OPINION: It's a long time since I ate a school lunch. I've made a few in recent years and tried to make them more appetising than the Marmite sandwiches, soft apples and small packet of raisins I seem to remember as my standard fare.
Sometimes I don't make a packed lunch for my son. A few dollars in the pocket means I'm lucky enough to have that option. A lot of parents don't; indeed, some lack the necessary money or motivation to provide breakfast or lunch for their school-age kids.
Short of prying into the life and budgets of every hungry kid's family we just have to take it as fact that for whatever reason some children are going to school hungry and are not getting enough sustenance to get them through the day without losing concentration, feeling listless and not making the most of the state-funded education they are entitled to.

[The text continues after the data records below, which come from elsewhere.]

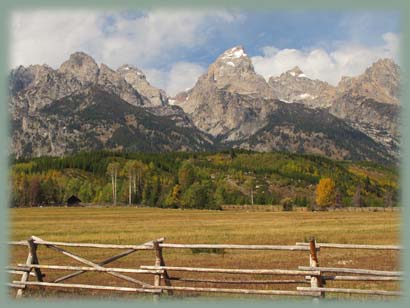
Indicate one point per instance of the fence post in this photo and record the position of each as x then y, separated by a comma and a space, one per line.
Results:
31, 259
159, 261
315, 281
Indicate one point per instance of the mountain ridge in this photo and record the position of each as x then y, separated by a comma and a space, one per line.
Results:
230, 105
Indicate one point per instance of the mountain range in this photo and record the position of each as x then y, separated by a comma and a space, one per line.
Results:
85, 106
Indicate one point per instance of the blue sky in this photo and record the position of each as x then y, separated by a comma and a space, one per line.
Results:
174, 47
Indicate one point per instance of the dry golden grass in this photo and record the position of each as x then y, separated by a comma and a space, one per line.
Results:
134, 226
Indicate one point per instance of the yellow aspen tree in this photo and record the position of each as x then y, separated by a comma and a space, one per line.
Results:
325, 193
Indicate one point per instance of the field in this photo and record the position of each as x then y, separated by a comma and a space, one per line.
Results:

As with most problems in life the initial human reaction is to find someone to blame. In this instance it is either a: dropkick parents b: poverty (most often caused by a rapacious and uncaring Government) or c: the fact that poor people have children they cannot afford to feed.

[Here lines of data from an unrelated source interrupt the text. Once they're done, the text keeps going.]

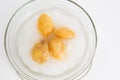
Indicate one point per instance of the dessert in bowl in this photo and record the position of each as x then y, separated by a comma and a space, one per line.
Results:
23, 33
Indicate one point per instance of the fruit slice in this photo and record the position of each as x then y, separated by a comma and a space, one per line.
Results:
57, 48
64, 32
40, 52
45, 25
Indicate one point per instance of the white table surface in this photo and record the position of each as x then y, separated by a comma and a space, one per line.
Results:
106, 16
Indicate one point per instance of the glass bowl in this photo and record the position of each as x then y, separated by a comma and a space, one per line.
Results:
68, 8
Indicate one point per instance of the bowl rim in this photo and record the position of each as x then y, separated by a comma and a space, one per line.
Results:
73, 2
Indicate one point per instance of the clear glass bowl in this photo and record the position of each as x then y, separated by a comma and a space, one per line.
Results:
38, 6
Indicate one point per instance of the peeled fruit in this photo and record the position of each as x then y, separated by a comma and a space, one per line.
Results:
45, 25
57, 48
40, 52
64, 32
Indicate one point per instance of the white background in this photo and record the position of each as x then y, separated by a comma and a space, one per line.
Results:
106, 16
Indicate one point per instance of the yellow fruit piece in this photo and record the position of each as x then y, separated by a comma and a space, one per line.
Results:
64, 32
57, 48
45, 25
40, 52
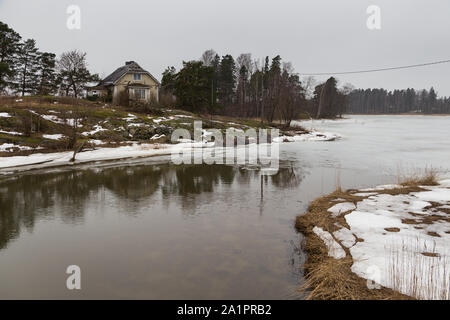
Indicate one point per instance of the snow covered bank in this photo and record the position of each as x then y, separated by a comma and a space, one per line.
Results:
135, 150
394, 236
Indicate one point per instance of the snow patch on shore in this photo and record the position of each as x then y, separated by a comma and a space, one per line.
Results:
334, 248
410, 252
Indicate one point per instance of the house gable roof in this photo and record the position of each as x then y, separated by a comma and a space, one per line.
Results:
129, 67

All three culprits might well have some culpability but pointing the finger or being outraged isn't going to get the hungry kids fed.
Already many schools are teaming up with community groups and businesses to provide breakfast for hungry students. The Government is also chipping in with money for fruit in schools.
Which seems like a pretty good template for solving what is clearly a problem and most often occurs in lower-decile schools.
It might be that extending such programmes will encourage a sense of entitlement among the dropkick parents. It could well be seen as a soft option for pokie-playing, tobacco-smoking beneficiaries who can't get off their butts and take care of their kids properly and it might be more than many taxpayers want to bear given that emergency food grants are already available for those who are truly on the bones of their bums.
But all that aside, extending the current schemes to all decile one to three schools would, we are told, cost maybe $4 million a year. Four million a year, when we are supposedly borrowing $300m a week to service debt, that is chicken feed. It is less than the ad campaigns to talk up the share price of Mighty River Power when the partial float finally goes through and way less than we are paying the consultants who are advising on the programme.
Four million dollars a year is peanuts to ensure hungry children at least get a shot at learning more and having better lives than the parents who can't or won't feed them. And for those who don't send their kids to a school that has food provided, don't feel bitter. Most of you are getting the Working for Families tax credit, which probably makes it easier to put food on the breakfast bar and fill the lunch box. I don't think for a moment it's a good thing that food in schools is needed in this country, but clearly there is enough need to make it necessary and enough people willing to help make it happen.
The only possible downsides are that some politically correct public servant gets hold of the idea and makes a meal of it with gluten-free, vegetarian and allergenic options being required.
I would also hope that teachers are not required to run the programme; they have enough to do actually trying to teach our kids in between paying their union dues and fighting with Hekia Parata.
Sadly, though, even if the Government sees sense and provides the paltry funding needed for food in schools, the kids whose parents don't make them lunch or breakfast will still miss out.
There is a special joy in sitting in the playground, opening your plastic lunchbox and either blessing your parents for putting all your favourites inside or cursing them as you try trading a Marmite sandwich for honey or a Shrewsbury for a Mallowpuff.
Food in schools might be an ideological tradeoff for some but let us hope the Government in this instance accepts that there really is such a thing as a free lunch.